To get to the block size for PHP mcrypt, you can use mcrypt_get_block_size, which also defines the block size to be in bytes instead of bits.

/**
 * Right-pads the data string with 1 to n bytes according to PKCS#7,
 * where n is the block size.
 * The size of the result is x times n, where x is at least 1.
 * 
 * The version of PKCS#7 padding used is the one defined in RFC 5652 chapter 6.3.
 * This padding is identical to PKCS#5 padding for 8 byte block ciphers such as DES.
 *
 * @param string $plaintext the plaintext encoded as a string containing bytes
 * @param integer $blocksize the block size of the cipher in bytes
 * @return string the padded plaintext
 */
function pkcs7pad($plaintext, $blocksize)
{
    $padsize = $blocksize - (strlen($plaintext) % $blocksize);
    return $plaintext . str_repeat(chr($padsize), $padsize);
}

/**
 * Validates and unpads the padded plaintext according to PKCS#7.
 * The resulting plaintext will be 1 to n bytes smaller depending on the amount of padding,
 * where n is the block size.
 *
 * The user is required to make sure that plaintext and padding oracles do not apply,
 * for instance by providing integrity and authenticity to the IV and ciphertext using a HMAC.
 *
 * Note that errors during uppadding may occur if the integrity of the ciphertext
 * is not validated or if the key is incorrect.
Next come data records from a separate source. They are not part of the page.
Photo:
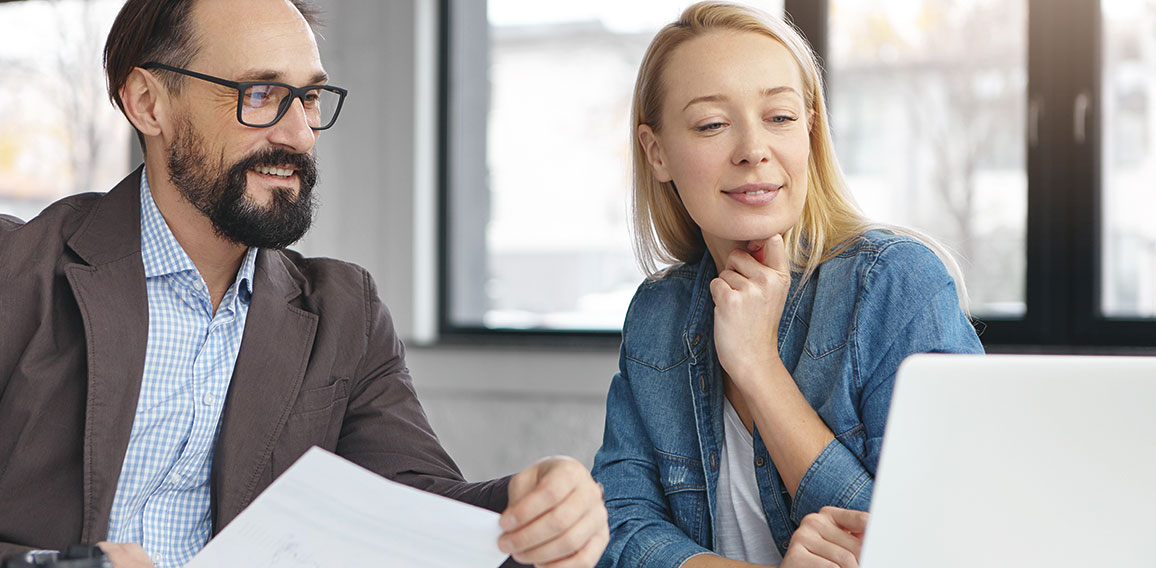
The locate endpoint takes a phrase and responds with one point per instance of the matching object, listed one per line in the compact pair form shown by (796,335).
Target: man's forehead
(256,37)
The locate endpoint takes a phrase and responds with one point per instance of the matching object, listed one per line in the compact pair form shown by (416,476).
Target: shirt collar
(163,255)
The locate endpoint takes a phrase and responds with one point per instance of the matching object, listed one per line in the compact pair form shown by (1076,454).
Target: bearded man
(163,358)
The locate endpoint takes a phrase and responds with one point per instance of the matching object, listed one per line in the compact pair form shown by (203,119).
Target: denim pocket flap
(680,473)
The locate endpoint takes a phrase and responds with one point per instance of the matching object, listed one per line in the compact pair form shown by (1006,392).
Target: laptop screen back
(1017,460)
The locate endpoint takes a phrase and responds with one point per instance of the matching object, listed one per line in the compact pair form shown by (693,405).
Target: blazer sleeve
(908,303)
(385,428)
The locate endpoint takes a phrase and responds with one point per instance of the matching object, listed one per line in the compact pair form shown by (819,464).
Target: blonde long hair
(664,230)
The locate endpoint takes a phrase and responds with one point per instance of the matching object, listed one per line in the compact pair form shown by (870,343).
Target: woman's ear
(654,154)
(146,103)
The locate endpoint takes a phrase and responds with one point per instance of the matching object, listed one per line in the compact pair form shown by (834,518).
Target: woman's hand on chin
(749,297)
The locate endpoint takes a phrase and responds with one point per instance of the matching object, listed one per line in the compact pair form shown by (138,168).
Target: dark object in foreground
(74,557)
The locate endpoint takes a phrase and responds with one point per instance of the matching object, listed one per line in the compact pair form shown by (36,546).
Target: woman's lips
(754,193)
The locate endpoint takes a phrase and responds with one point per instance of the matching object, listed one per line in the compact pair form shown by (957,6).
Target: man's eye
(258,95)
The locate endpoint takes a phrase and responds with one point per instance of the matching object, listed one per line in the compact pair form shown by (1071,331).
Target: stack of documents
(326,511)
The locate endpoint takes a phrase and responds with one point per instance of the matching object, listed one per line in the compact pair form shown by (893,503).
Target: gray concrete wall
(495,408)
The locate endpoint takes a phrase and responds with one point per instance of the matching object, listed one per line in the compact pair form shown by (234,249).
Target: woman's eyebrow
(765,93)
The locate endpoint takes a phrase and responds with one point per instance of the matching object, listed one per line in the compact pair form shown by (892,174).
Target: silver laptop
(1017,460)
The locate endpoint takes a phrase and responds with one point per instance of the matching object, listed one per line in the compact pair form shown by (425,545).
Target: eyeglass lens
(261,104)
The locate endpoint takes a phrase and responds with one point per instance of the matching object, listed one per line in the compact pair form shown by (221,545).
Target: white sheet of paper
(326,511)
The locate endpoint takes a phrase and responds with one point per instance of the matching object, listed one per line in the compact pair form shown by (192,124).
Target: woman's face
(734,137)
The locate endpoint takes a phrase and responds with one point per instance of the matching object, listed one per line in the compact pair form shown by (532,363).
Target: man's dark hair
(158,30)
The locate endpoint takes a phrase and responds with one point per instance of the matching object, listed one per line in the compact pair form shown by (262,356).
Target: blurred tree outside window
(927,102)
(59,134)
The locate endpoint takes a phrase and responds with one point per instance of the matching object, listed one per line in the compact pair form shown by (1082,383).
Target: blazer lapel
(271,366)
(109,287)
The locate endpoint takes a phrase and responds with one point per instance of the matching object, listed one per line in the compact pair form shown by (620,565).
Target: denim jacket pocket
(684,485)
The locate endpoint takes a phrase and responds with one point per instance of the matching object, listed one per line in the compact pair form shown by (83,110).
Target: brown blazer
(319,364)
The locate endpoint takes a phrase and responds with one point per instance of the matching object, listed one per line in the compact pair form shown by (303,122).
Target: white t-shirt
(740,530)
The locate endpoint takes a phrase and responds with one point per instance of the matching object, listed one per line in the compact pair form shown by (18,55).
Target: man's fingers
(126,555)
(831,552)
(541,487)
(562,540)
(541,529)
(588,555)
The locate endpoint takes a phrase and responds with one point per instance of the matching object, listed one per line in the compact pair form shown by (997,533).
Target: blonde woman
(756,373)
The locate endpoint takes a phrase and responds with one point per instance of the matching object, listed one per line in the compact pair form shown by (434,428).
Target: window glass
(553,250)
(927,101)
(1128,94)
(59,134)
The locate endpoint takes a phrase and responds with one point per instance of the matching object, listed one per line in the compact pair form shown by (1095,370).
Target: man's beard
(221,197)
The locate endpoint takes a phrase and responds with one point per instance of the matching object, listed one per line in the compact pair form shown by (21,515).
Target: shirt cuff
(836,478)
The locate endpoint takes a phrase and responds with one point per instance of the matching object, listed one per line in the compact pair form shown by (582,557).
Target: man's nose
(293,131)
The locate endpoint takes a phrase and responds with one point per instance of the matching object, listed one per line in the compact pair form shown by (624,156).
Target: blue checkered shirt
(162,496)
A wrong key, IV or ciphertext may all
 * lead to errors within this method.
 *
 * The version of PKCS#7 padding used is the one defined in RFC 5652 chapter 6.3.
 * This padding is identical to PKCS#5 padding for 8 byte block ciphers such as DES.
 *
 * @param string padded the padded plaintext encoded as a string containing bytes
 * @param integer $blocksize the block size of the cipher in bytes
 * @return string the unpadded plaintext
 * @throws Exception if the unpadding failed
 */
function pkcs7unpad($padded, $blocksize)
{
    $l = strlen($padded);

    if ($l % $blocksize != 0) 
    {
        throw new Exception("Padded plaintext cannot be divided by the block size");
    }

    $padsize = ord($padded[$l - 1]);

    if ($padsize === 0)
    {
        throw new Exception("Zero padding found instead of PKCS#7 padding");
    }    

    if ($padsize > $blocksize)
    {
        throw new Exception("Incorrect amount of PKCS#7 padding for blocksize");
    }

    // check the correctness of the padding bytes by counting the occurance
    $padding = substr($padded, -1 * $padsize);
    if (substr_count($padding, chr($padsize)) != $padsize)
    {
        throw new Exception("Invalid PKCS#7 padding encountered");
    }

    return substr($padded, 0, $l - $padsize);
}

This does not invalidate the answer of Paŭlo Ebermann in any way, it's basically the same answer in code & phpdoc instead of as description.


Note that returning a padding error to an attacker might result in a padding oracle attack which completely breaks CBC (when CBC is used instead of ECB or a secure authenticated cipher).